This short-lived monthly electronic magazine focused on BBS door games.
Door World was published by RoAnn Vecchia and Dave Wendling of the N.U.G.I. ConSorTium from 1995-96. Wendling was a door game author, best known for titles like Terra-Firma and Quantum Jump.
The magazine was not distributed as textfiles, but appropriately enough, as a custom door program. A sysop would install the Door World reader program on his BBS, and callers could then use the program to read the latest issue, complete with color and monochrome ANSI advertisments.
Each month's issue contained the reader program and its support files, plus a set of articles, advertisements, and index files. The articles and indices were not plain text -- they were encoded .DAT files.
So far I have located 12 issues of Door World Magazine, plus one "Hints" edition. I have converted the .DAT files into text, so you can read the magazine without any special software.
I am still missing at least three issues: June 1995, July 1995, and March 1996. There may have been issues after June 1996, but I am not sure.

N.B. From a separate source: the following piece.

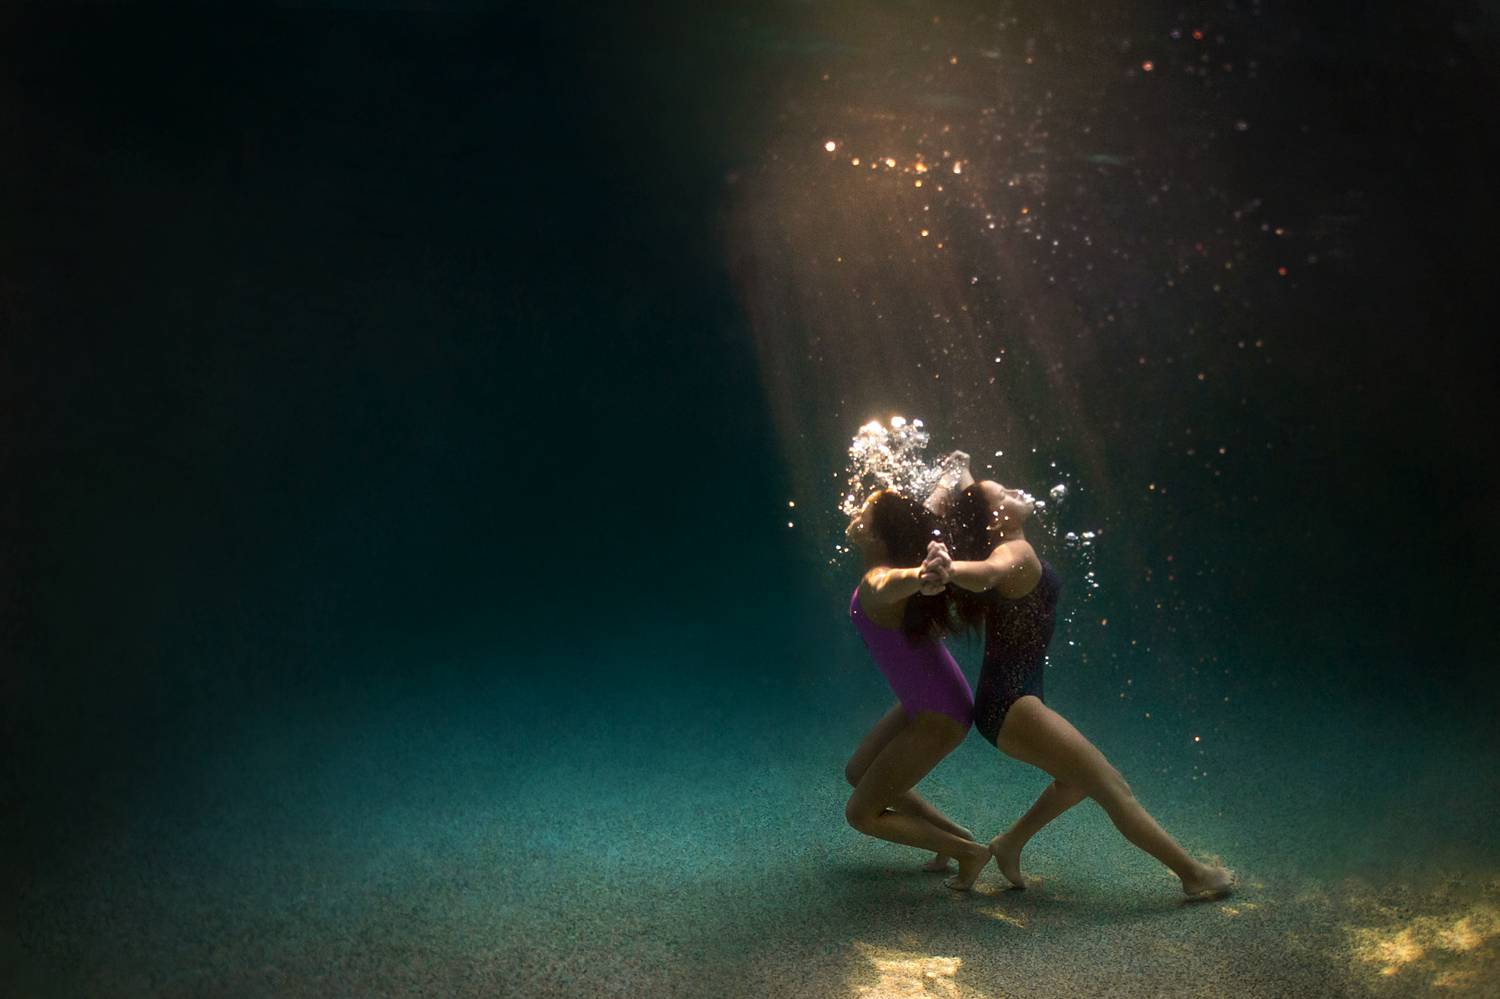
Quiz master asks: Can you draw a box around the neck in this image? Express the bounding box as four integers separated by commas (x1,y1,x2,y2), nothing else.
989,524,1026,547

Want to experience the original versions? Just download the ZIP file below. You will need a DOS emulator like DOSBox to run the reader program.
I was excited when learned this magazine existed. A contemporary source on door games!
My enthusiasm waned when I learned the articles weren't stored as plain text. Browsing through each issue in an emulator would take long enough, but even if I found something interesting, there would be no way to copy and paste the text.
I wanted to find a way unlock the articles and make the content accessible to search engines and web browsers.
So I began to examine the files. Each .DAT file was a list of comma-delimited numbers, which I thought looked like ASCII codes. Turns out I was right, with one caveat: the codes were offset by 1 or 2 from the true ASCII values.
I wrote a PHP converter to change the .DAT files to plain text files, and then another converter to linkify the index files so they could serve as tables of contents on the web. Lastly, I converted all the ANSIs to PNG files or animated GIFs.
Please note that while I converted the magazine's data formats, I did not edit or change any of the content.